Circuit Training Exercises
Circuit training is another way to burn fat from your belly and the rest of your body. In fact, it's a kind of workout that trains your entire body by combining aerobic and strength activities. It even burns 30 percent more calories than doing standard aerobic exercises alone. To make your own circuit, combine a variety of exercises like calf raises, triceps dips, pushups, crunches and sprints. Get about one minute of each exercise, then switch activities. Once you're done with the circuit, repeat the entire routine again.
Pilates
Pilates is not a major calorie-burning activity, but it does tone the core muscles that wrap around your midsection, giving you greater abdominal strength, improved posture and better health. Follow along with a Pilates DVD or take a class to tone your middle so that once you lose your belly fat, you'll be svelte and ready to show off your tummy.

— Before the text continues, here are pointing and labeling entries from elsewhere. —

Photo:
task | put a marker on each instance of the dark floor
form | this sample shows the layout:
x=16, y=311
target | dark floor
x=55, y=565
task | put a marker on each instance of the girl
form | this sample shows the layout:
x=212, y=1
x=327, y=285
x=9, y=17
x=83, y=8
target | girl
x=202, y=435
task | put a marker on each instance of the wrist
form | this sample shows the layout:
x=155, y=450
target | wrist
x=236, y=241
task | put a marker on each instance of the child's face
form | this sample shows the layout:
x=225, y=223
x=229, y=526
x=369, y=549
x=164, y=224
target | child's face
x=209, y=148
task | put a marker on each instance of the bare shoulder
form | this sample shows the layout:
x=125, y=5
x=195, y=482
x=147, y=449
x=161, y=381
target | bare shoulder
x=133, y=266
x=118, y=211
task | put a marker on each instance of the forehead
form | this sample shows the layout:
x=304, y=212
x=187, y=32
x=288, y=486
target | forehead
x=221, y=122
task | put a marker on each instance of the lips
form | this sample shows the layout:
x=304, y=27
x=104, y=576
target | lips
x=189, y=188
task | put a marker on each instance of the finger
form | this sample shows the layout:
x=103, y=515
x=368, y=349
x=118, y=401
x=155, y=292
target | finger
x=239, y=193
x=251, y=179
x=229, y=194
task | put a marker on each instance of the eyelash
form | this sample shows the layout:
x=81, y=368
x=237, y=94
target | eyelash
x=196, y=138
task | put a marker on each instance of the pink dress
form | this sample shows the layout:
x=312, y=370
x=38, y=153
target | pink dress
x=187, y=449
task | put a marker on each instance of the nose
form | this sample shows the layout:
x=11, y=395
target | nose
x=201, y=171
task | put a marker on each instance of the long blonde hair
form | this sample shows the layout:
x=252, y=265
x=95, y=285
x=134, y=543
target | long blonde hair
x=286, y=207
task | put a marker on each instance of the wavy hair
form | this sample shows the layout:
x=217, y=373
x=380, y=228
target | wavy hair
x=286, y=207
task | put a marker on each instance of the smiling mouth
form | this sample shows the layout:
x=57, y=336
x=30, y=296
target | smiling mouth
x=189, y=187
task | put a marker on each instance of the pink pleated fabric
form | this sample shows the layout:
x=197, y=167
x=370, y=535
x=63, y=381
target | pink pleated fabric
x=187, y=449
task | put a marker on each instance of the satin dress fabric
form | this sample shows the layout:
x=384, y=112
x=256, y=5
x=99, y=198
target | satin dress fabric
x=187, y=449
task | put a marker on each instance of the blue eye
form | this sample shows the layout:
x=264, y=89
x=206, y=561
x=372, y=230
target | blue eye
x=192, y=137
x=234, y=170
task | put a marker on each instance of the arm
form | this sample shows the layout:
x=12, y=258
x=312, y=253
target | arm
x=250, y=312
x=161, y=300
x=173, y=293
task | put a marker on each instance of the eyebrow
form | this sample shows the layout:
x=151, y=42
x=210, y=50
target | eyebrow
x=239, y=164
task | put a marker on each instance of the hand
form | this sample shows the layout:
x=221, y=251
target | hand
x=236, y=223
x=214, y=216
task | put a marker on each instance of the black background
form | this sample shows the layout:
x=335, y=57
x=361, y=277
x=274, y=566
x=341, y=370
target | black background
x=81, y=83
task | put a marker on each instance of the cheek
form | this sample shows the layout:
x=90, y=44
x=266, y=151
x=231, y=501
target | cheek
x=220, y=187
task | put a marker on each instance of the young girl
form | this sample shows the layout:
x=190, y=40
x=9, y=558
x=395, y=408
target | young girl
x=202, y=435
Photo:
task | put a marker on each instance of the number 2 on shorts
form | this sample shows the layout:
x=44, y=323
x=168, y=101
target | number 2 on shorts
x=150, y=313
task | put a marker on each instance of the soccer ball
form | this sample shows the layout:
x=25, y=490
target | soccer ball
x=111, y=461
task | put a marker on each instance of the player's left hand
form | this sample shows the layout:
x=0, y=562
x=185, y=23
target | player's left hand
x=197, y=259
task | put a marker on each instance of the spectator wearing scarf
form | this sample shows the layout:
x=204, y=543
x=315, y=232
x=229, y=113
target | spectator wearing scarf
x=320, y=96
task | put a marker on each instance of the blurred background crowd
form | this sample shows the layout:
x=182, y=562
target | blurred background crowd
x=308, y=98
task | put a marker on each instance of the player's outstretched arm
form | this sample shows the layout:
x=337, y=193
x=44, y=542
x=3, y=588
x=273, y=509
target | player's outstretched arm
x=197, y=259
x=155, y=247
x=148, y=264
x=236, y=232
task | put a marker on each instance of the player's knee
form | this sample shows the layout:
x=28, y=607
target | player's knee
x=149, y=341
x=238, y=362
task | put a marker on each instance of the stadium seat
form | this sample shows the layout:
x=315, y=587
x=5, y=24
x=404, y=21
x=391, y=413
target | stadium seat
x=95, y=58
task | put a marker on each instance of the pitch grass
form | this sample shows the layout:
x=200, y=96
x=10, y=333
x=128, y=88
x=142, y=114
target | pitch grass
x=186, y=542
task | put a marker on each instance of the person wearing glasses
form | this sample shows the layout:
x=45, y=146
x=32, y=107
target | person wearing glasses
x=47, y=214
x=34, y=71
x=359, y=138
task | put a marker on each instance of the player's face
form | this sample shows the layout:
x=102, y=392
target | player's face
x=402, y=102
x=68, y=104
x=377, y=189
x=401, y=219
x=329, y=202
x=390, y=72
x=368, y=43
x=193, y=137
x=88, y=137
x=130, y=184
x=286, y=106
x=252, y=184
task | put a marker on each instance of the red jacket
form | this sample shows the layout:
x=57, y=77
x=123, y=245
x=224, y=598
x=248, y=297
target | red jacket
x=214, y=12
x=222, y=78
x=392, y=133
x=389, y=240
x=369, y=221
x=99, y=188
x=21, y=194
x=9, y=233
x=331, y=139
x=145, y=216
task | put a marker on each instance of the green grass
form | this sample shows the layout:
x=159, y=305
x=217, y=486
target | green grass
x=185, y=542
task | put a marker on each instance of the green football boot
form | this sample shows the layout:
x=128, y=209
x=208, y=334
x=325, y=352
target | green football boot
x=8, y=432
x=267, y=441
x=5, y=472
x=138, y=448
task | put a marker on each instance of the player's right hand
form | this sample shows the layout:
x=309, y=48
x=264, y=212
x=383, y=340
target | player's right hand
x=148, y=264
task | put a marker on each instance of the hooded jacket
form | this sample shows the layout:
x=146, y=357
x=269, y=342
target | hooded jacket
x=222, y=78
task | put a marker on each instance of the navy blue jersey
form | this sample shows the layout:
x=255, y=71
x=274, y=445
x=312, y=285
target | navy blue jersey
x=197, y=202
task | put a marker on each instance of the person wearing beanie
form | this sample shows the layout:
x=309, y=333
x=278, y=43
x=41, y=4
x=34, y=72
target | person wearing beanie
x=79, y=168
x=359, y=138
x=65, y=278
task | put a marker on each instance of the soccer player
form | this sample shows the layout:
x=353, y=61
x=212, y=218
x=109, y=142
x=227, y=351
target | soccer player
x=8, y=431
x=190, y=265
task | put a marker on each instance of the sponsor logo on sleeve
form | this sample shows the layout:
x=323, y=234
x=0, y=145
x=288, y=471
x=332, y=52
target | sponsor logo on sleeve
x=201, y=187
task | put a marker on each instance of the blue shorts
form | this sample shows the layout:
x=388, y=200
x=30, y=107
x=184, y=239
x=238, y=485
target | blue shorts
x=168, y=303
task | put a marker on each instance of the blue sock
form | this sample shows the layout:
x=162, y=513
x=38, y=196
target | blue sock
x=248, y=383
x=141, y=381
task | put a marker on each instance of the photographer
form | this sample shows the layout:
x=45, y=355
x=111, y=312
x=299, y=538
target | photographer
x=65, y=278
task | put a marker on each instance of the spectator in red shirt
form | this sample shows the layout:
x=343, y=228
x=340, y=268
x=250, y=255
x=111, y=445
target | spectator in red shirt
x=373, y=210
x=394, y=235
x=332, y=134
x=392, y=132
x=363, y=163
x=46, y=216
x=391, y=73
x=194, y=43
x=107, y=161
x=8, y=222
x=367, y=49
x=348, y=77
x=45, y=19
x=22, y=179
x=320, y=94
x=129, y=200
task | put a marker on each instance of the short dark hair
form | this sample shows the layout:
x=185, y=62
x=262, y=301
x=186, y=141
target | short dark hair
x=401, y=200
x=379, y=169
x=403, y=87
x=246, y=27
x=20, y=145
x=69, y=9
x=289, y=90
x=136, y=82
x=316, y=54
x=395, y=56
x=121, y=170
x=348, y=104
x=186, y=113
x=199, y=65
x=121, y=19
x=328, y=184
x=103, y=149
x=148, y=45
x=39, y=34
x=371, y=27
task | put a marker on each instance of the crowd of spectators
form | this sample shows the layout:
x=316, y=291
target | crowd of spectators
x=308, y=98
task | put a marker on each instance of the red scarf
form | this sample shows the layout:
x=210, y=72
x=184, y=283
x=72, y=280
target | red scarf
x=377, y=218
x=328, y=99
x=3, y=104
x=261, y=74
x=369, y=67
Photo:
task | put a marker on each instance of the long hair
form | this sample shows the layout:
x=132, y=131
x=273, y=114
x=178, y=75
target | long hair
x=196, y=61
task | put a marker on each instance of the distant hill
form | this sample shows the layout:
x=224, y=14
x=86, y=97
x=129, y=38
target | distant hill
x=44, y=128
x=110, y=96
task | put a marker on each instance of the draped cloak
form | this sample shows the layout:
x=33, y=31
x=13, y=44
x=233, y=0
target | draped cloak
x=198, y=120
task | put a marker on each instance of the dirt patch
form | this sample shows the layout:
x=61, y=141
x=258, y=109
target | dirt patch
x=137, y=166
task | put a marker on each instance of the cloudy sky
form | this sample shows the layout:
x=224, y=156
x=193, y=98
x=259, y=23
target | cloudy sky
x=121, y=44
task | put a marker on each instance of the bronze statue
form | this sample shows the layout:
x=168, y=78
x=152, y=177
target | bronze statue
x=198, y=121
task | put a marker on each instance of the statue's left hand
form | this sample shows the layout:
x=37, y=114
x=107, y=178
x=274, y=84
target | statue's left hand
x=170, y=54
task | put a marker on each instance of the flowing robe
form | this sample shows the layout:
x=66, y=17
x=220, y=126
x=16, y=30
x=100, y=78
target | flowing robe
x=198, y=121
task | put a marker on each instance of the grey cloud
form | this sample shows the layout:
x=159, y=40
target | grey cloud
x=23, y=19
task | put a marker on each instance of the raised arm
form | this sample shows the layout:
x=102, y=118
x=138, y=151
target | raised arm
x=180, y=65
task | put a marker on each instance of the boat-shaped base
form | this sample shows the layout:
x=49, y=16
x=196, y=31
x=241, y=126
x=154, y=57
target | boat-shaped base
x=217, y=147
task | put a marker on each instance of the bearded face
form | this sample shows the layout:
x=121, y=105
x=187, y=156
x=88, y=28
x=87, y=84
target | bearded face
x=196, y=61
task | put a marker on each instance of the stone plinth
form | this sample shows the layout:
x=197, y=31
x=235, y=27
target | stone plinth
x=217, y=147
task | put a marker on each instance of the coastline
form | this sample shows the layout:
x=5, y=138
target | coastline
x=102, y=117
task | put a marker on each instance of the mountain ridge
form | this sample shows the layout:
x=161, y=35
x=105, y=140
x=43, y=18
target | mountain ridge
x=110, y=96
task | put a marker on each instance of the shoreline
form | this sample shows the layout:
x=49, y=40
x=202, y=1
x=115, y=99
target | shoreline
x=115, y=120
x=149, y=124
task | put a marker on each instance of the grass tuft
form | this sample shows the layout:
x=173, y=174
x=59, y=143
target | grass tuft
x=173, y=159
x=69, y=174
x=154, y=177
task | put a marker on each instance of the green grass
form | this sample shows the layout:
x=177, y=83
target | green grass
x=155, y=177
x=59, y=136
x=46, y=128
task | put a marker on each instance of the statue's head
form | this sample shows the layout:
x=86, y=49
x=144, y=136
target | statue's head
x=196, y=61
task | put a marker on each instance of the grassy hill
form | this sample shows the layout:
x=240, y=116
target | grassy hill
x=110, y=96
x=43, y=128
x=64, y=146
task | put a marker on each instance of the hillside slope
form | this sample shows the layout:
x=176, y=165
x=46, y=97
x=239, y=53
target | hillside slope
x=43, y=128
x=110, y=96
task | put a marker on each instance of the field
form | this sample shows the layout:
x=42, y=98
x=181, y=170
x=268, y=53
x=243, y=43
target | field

Abdominal-Targeted Routine
Performing ab-toning exercises won't help you lose weight or burn belly fat, but when they are performed in conjunction with calorie-burning activities, you'll see an improvement in the appearance of your abs. Put together a routine that includes a variety of abdominal exercises like crunches, leg lifts, reverse crunches, bicycles and planks to tone your entire midsection.